Recall that initially, the Fed’s Secondary Market Corporate Credit Facility, or SMCCF was structured to hold two types of investments, “Eligible Individual Corporate Bonds” and “Eligible ETFs”. On Monday, June 15, the Fed introduced a third category: “Eligible Broad Market Index Bonds”. This new category allows the Fed to immediately begin buying individual corporate bonds in much larger volume than previously anticipated (for more read “The Fed’s $250 Billion Debt-Buying “Index” Loophole“).
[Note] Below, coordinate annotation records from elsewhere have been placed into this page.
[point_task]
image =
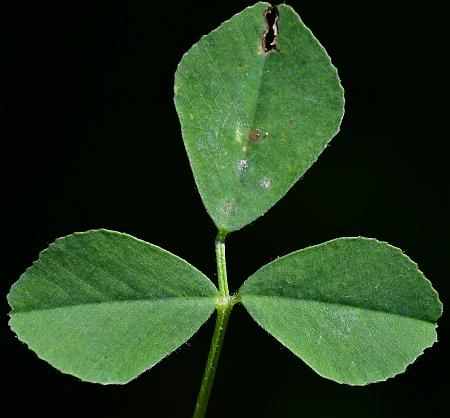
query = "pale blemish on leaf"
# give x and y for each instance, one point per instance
(238, 133)
(242, 165)
(227, 206)
(266, 182)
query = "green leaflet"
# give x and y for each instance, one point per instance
(105, 306)
(356, 310)
(254, 122)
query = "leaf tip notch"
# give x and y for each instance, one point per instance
(270, 35)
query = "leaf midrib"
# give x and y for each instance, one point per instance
(344, 305)
(112, 302)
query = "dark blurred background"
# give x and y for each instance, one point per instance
(90, 138)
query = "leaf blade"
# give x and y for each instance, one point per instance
(96, 317)
(253, 123)
(345, 329)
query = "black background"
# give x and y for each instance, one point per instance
(90, 138)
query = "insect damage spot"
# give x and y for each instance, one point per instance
(270, 35)
(253, 136)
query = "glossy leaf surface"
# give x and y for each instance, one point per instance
(354, 309)
(253, 121)
(104, 306)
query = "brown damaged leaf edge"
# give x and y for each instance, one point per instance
(270, 35)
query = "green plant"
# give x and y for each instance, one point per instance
(258, 101)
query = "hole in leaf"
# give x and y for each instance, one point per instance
(270, 35)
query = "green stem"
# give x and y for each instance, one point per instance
(221, 264)
(224, 306)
And while it remains unclear just how static the index is or will be, on Sunday the Fed finally unveiled the constituents of said Index of “Eligible Broad Market” bonds: it consists of 794 names ranging from auto giants Toyota, Volkswagen and Daimler at the top, all the way through Valspar, Washington Gas Light and Westside Intermodal. This is what the Fed said:
The Broad Market Index is intended generally to track the composition of the broad, diversified universe of secondary market bonds that meet the criteria specified in the Term Sheet for Eligible Broad Market Index Bonds, subject to generally applicable issuer-level caps specified by the Term Sheet. It will be recalculated at least every 4-5 weeks, and the list of bonds that are eligible for purchase will be refreshed more frequently to add or remove those bonds that newly meet or no longer meet the eligibility requirements. The Broad Market Index will be published roughly once a month.
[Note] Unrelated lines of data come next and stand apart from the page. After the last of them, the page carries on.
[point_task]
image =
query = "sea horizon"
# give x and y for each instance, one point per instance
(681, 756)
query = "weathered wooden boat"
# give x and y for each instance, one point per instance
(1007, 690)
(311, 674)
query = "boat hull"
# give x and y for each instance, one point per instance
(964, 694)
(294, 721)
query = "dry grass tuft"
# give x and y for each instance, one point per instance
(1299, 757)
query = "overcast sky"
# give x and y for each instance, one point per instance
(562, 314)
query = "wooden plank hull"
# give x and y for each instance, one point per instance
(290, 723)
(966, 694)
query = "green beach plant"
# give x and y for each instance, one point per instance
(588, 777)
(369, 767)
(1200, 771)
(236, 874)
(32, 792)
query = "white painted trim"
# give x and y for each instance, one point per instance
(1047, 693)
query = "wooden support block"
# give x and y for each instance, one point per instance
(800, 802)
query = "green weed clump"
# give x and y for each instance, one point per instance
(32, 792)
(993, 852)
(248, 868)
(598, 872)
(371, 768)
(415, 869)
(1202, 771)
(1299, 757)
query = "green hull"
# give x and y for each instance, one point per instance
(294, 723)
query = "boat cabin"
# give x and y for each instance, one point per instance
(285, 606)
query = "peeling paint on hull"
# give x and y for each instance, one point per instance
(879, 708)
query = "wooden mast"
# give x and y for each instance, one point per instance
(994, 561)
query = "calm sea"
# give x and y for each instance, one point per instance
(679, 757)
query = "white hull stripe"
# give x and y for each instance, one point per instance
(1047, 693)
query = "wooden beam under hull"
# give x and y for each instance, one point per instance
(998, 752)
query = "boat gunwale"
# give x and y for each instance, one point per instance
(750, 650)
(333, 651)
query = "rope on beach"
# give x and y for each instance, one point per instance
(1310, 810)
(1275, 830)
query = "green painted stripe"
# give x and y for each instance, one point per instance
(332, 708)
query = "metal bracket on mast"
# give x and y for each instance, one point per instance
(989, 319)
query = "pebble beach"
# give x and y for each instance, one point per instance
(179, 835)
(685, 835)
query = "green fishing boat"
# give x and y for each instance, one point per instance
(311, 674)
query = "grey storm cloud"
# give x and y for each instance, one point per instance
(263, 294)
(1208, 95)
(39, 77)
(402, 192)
The top 30 constituents by index weight are shown below:
Of note: just 6 names comprise 10% of the entire index, and as noted above, these are led by Toyota, Volkswagen, Daimler – all of which are foreign companies and thus will beg the question how do purchases of foreign corporate bonds help the American middle class.
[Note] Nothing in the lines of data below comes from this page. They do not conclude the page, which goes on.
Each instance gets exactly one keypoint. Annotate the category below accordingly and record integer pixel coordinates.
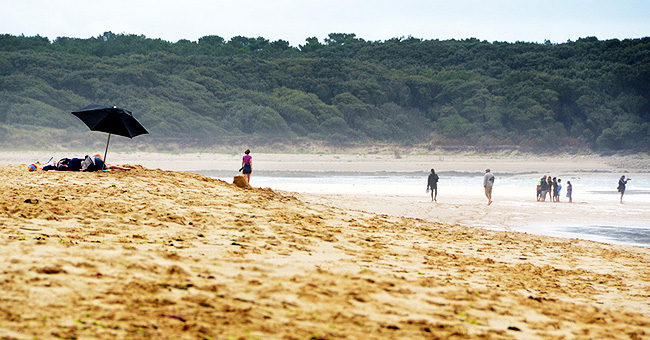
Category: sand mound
(169, 255)
(242, 182)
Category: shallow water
(517, 186)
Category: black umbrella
(111, 120)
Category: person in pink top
(247, 165)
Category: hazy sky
(296, 20)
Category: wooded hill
(536, 97)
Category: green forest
(535, 97)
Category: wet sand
(161, 254)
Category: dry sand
(171, 255)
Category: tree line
(580, 94)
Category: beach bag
(62, 164)
(88, 164)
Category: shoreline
(160, 254)
(357, 162)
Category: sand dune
(171, 255)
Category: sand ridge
(172, 255)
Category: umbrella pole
(106, 151)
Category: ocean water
(591, 187)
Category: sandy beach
(157, 252)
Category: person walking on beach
(432, 184)
(621, 186)
(488, 182)
(247, 165)
(543, 187)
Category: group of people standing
(552, 187)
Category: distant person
(544, 187)
(432, 184)
(488, 182)
(247, 165)
(621, 186)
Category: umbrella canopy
(112, 120)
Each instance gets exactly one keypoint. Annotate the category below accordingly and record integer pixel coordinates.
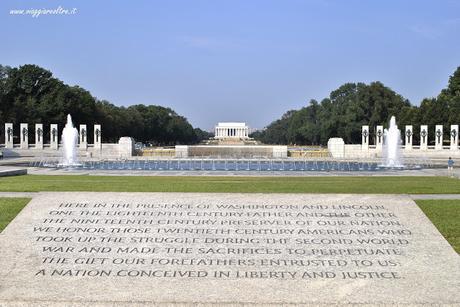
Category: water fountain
(391, 146)
(69, 142)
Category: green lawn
(9, 208)
(445, 215)
(331, 184)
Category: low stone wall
(235, 151)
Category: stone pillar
(181, 151)
(125, 147)
(453, 137)
(423, 137)
(83, 137)
(24, 133)
(438, 137)
(38, 136)
(54, 137)
(379, 138)
(8, 135)
(365, 138)
(409, 137)
(97, 137)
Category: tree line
(30, 94)
(353, 105)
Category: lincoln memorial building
(231, 130)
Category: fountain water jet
(69, 142)
(391, 146)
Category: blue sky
(231, 60)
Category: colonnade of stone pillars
(407, 135)
(54, 136)
(232, 132)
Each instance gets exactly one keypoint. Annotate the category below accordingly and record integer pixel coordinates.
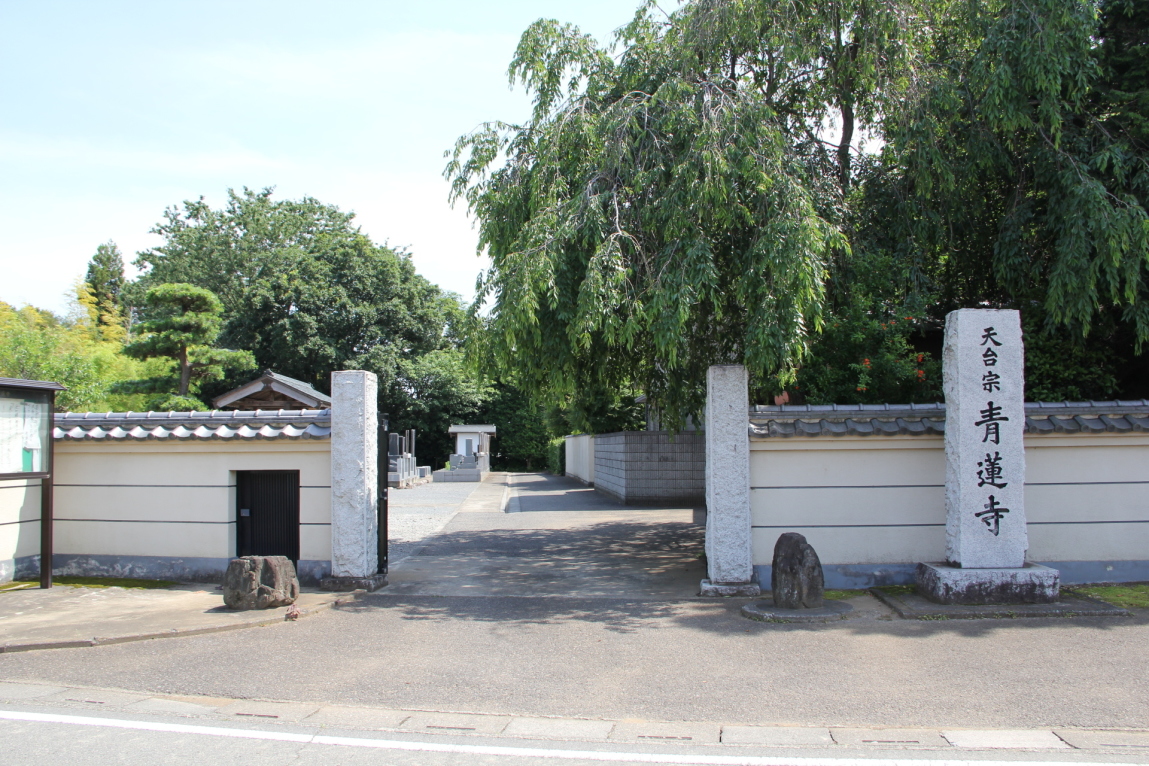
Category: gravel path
(415, 515)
Additionally, the Fed is buying a lot of AT&T, Apple And Verizon. While these are at least US companies, the next question is how does the Fed purchasing Apple bonds, and enabling the company to fund even more buybacks, help Main Street America?
As Bloomberg further observes, “of the $207 million of purchases made on the first day of buying, about 21% were of debt issued by firms in the consumer non-cyclical sector, while 15% were of consumer cyclical debt and 10% were of technology debt.”
And something else rather interesting: junk-rated issues comprised 3.6% of the securities acquired. Surely purchases of junk bonds will help the US no longer be a banana republic, whose disappearing middle class is now on par with that of China, Turkey and Russia.
Separately, the Fed also listed which banks were most active in selling bonds to the Fed: the list is below, and is headed by Morgan Stanley, BofA, RBC and Barclays – 4 banks of which 2 are foreign.
Still, it’s good to know that besides the companies directly benefiting from the Fed artificially propping up their bond prices which thereby become even further disconnected from fundamentals, at least a handful of other – both US and foreign – companies benefit from the US taxpayer’s generosity. Of course, here we arbitrarily assume that the Fed is an institution that operates on behalf of US taxpayers, even though by now everyone knows that the Fed is a private institution, owned by a handful of commercial banks, as the Bank of England was so kind enough to remind us last year.